Notre Dame: People are saying this in the same breath as mighty Puerto Rico and that’s tough company–and it speaks very well of this game that it holds its own. The two mechanics at the core of the game, action-drafting and building up resources in a triangular fashion, work very well. We played it with 5 new players–two had read the rules, three totally new–and finished in 75 minutes including rules explanation. (To be fair, we’re all seasoned gamers.) It’s lighter than Puerto Rico or Caylus Magna Carta but fills a similar niche; I much prefer it to Pillars of the Earth. If it has a weakness, it’s that player interaction is minimal. Verdict: 3++, maybe 3+++.

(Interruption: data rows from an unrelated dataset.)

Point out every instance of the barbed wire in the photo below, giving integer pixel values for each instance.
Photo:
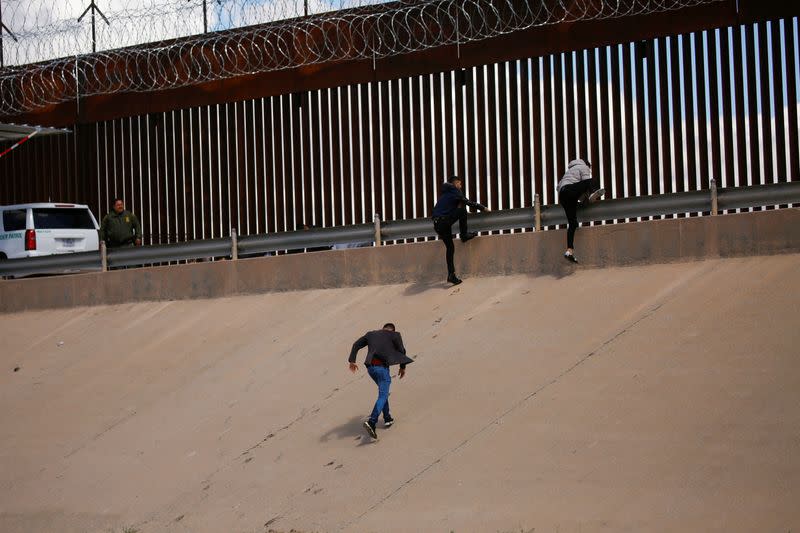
(81, 48)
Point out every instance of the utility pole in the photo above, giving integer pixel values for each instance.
(3, 28)
(93, 8)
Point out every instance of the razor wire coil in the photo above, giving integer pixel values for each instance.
(150, 45)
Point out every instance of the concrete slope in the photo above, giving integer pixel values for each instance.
(653, 398)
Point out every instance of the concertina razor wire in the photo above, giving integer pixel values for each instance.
(151, 45)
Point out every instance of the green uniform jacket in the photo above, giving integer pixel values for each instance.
(120, 229)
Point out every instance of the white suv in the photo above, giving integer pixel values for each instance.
(31, 230)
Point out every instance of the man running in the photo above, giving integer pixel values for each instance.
(452, 206)
(385, 348)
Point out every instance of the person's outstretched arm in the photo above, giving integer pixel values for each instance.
(360, 343)
(470, 203)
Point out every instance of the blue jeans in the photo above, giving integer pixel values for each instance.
(380, 375)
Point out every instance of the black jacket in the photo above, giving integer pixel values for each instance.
(384, 345)
(451, 199)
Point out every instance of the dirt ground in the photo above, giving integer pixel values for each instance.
(658, 398)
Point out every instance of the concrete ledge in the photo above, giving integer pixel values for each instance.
(683, 239)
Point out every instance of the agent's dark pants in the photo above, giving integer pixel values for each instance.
(380, 375)
(568, 198)
(444, 229)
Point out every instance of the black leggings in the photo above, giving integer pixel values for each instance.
(568, 198)
(444, 228)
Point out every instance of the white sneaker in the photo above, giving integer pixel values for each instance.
(595, 196)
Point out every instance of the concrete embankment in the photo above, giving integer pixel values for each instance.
(664, 241)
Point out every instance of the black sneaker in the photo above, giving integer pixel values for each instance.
(468, 235)
(370, 427)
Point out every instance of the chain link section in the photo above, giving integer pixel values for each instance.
(150, 45)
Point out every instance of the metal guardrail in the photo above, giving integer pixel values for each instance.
(551, 215)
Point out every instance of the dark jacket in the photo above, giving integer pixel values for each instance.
(451, 199)
(384, 345)
(120, 229)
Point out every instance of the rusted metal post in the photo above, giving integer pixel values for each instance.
(714, 208)
(377, 220)
(103, 257)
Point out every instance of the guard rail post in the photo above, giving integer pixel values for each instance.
(377, 220)
(714, 210)
(103, 257)
(234, 245)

Silk Road: You know that feeling in Settlers when you roll a 7 and have to hit someone with the Robber, but don’t have a clear choice? OK, imagine that every turn of the game. Silk Road is packed with decisions but not only are they difficult, they’re made with limited information and don’t matter much. Production quality is fine but wasteful; inexplicably, they’ve opted for, say, wooden money chits (where every other game in the Universe uses cardboard), pushing the cost of what’s actually a small game up to $50. Look, people, for $50 I can get Memoir ‘44. It’s a playable game that I wouldn’t say no to playing in the unlikely event someone asked me to. Verdict: 2
I don’t have much to add to your description of Notre Dame. (Well, you should have mentioned how cool it looks…) As for Silk Road, though:
We tried it with 3 people. It was sort of interesting, and we agreed at the end that it might have made a good bargaining game. Strangely enough, the rules didn’t mention whether this was expected or not.
It turns out that the rule book says, in the tag line, “A game of bartering and adventure”! Oops. Still no advice/rules in the text telling you how to barter, though…

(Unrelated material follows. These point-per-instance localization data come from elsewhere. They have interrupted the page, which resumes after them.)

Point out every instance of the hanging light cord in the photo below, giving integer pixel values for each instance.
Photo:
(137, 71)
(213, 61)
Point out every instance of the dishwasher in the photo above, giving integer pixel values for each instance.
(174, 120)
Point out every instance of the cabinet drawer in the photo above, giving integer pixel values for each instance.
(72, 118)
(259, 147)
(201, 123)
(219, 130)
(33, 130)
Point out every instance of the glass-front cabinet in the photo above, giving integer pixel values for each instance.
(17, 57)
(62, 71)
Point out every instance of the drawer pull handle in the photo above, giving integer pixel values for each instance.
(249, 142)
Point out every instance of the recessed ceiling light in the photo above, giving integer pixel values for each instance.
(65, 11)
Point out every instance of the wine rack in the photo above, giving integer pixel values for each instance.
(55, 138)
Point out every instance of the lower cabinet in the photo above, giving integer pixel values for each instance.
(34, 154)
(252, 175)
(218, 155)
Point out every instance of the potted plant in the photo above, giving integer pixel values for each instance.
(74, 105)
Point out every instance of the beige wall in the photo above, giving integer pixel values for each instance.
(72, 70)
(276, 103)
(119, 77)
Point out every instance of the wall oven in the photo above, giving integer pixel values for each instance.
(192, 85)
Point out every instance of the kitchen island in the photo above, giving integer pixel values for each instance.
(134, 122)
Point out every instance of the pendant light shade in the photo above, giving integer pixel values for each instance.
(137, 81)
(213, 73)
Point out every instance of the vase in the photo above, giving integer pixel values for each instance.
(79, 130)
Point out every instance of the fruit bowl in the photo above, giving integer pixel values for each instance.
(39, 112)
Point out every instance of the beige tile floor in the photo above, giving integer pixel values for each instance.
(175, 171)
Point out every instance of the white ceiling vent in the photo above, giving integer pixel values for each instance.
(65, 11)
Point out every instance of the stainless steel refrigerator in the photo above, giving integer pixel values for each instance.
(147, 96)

I tried the game with 5 players over the weekend, and it was much drier than the 3-player variant that we did. The normal rules give everyone fewer chances to take actions, so it didn’t seem like I had enough time to do anything with my resources. And while 3 players with limited information might make a good bartering game, 5 players with limited information is just off-putting.

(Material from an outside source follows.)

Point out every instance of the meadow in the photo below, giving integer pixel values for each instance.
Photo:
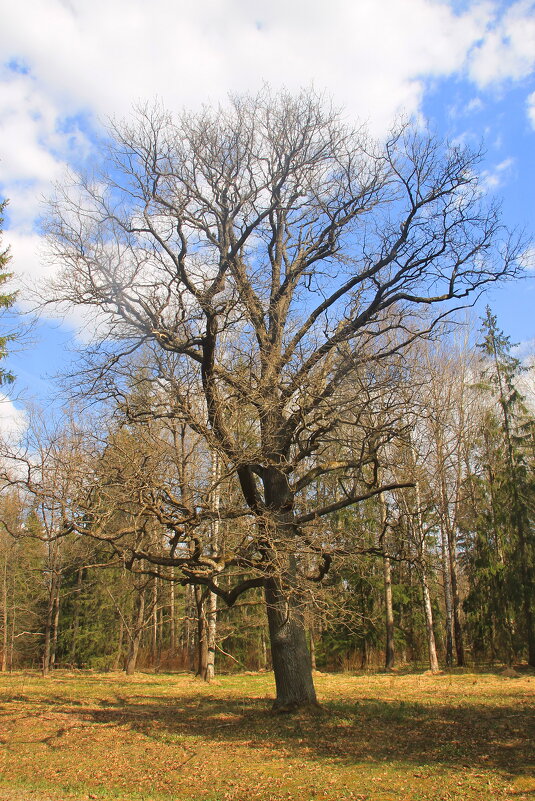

Verdict: I would be interested in trying Silk Road again with 3 people (though I doubt I’ll get around to it…) I wouldn’t be interested with more, though.
I think you’re right; Silk Road suffers from a similar problem as Winner’s Circle (and many other games, I suspect) which is that the game stays the same size, but it’s being divided more ways, so you end up with less game. Contrast with Princes of Florence, Notre Dame, Ra, Puerto Rico, and other games where everyone gets to act on everyone’s turn.
We may want to reevaluate Silk Road. Apparently (assuming I read the rules right) you are supposed to auction the Caravan Master every turn. Not sure if the change is important, but it certainly makes for more decisions.